Um exemplo dessa parceria é o figurino incrível, numa onda indígena futurista, que a Julia Vidal desenvolveu inspirada na Cultural Future. A dica foi dada pelo Jodele, em resposta à minha busca por representar a antropofagia como o recurso estético que nos coloca, a nós brasileiros, a frente do tempo. Esse figurino, que remete a um herói nacional, acabou me aproximando do público infantil, que vinha me admirando por conta das letras de algumas músicas. Recebi vários relatos de amigos sobre a curtição de meu repertórios pela criançada. O Parque tem muita família e isso é maravilhoso.
Tive que dar uma pequena adaptada no repertório para ser agradável tanto às mamães grávidas, às famílias e a molecada. Vejo no olhar dos pais o desejo de suas crianças se apropriarem do repertório nacional. E o brilho nos olhos desses pais, que viram crianças ao lado de seus filhos, com o orgulho de nossa música, tem mexido comigo, tem me dado muita auto-estima para seguir em frente, para ter certeza de que ser brasileiro não é ser cafona, mas, sim, voltarmos no slogan que criei em 2007 para o programa Brazilian Lounge MPB FM, onde tudo começou e afirmar que SER CHIQUE É TER SOTAQUE CARREGADO. Sinto-me com uma função educacional e vi no parque quão mais fácil pode ser plantar essa semente numa criança, e no seio da família, do que nos frequentadores de uma pista de dança noturna.
MOOD – Patife remixou a musica ‘Ogun Oni Ire’, que será lançada no palco do Parque da Bola no próximo domingo. Qual a razão dela ter sido escolhida para o remix?
DJ MAM – “Ogun Oni Irê” surgiu de uma visita de meu parceiro autoral, o ogã do Gantois, Yomar Passos, à minha casa. Ele queria transformar a melodia de uma cantiga do axexê, ritual fúnebre do candomblé, em uma canção eletrônica. Registrei esse encontro em vídeo e fiz um mini clipe da 1ª versão da música (http://bit.ly/1iDA89J).

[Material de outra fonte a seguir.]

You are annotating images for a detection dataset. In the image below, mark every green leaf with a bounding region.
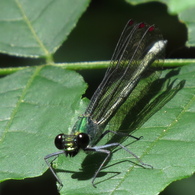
[0,67,86,181]
[0,0,89,57]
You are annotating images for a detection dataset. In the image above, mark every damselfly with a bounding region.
[44,20,167,186]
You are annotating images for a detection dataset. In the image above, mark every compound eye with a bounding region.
[76,133,89,149]
[54,133,64,150]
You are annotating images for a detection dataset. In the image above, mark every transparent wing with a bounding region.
[85,20,166,125]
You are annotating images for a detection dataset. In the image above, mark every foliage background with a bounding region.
[0,0,195,194]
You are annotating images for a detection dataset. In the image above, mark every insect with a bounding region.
[44,20,167,186]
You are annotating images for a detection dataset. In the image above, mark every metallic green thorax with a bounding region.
[72,116,88,135]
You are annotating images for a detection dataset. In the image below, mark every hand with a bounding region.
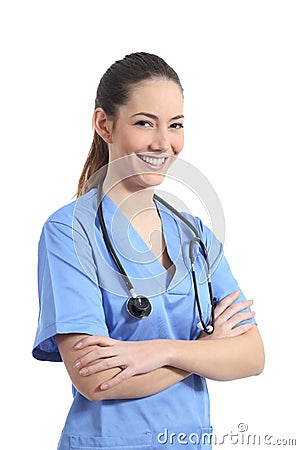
[74,335,168,390]
[198,291,255,340]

Orun é o plano espiritual e Aiê é o plano físico. Dei esse nome porque achei que a melodia provinha de uma relação de partida, do Aiê para o Orum, da Terra para o Céu. Ogun é meu orixá. “Ogum é considerado o primeiro dos orixás a descer do Orun (o céu), para o Aiye (a Terra)”. Ogun é o orixá dos caminhos abertos. Ele vem à frente. Acredito que, assim como consagrei a música “metalounge” a Ele para abrir meu primeiro álbum em 2002, o Brazilian Lounge, acabei também fazendo uma música de abertura em sua homenagem. As duas músicas acabam tratando dos planos físico e metafísico e guardam a minha relação com o divino, com o absoluto, com o todo, mas também com o aqui, com o agora e, principalmente, com aqueles “agoras”que ficaram no passado nos momentos de criação das duas músicas.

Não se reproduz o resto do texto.